We need to figure out how to get over it and learn how to care for our natural hair (whether you choose to straigten it or not). At the end of the day, having "good hair" is the least of our worries as Black women. Please yourselves and stop trying to feed into the B.S. and flagrant smear campaign against us, telling us our beauty isn't universal, multi-faceted, and vast... straight and nappy. Give it up! Because if we don't start accepting who we are, the others are going to continue to dictate (successfully) how we should look, and they're going to continue to tack on prerequisites when describing Black beauty, telling you that you aren't bad looking for a "DARK girl" or "She's pretty for a BLACK girl"also, "I'd date a black woman if she looked like Halle, Alicia, or Beyonce" ... as well as my personal favorite (usually from my own),

"Your hair is so cute! Even though it's natural, it's not all nappy and matted. It looks soooo cute!"

and foolishness of the like. My older sister, who has a relaxer, has always kept her beautifully coiffed hair short. And it suits her wonderfully! I couldn't imagine it any other way.
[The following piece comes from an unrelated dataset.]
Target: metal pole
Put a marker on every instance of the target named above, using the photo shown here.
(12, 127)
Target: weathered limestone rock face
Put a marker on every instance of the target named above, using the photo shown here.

In the past, she has heard some backhanded comments from other Black women, who aren't confident enough to wear there hair short, so they made stupid remarks about sporting short or closely cropped hair. If you want to wear your hair a specific way, do it without apology or explanation because at the end of the day, when European and White-American women are bleaching the hell out of their hair, they aren't giving a DAMN What WE or their folks think, they're solely doing what pleases THEM and theirs. Just let it GO ladies!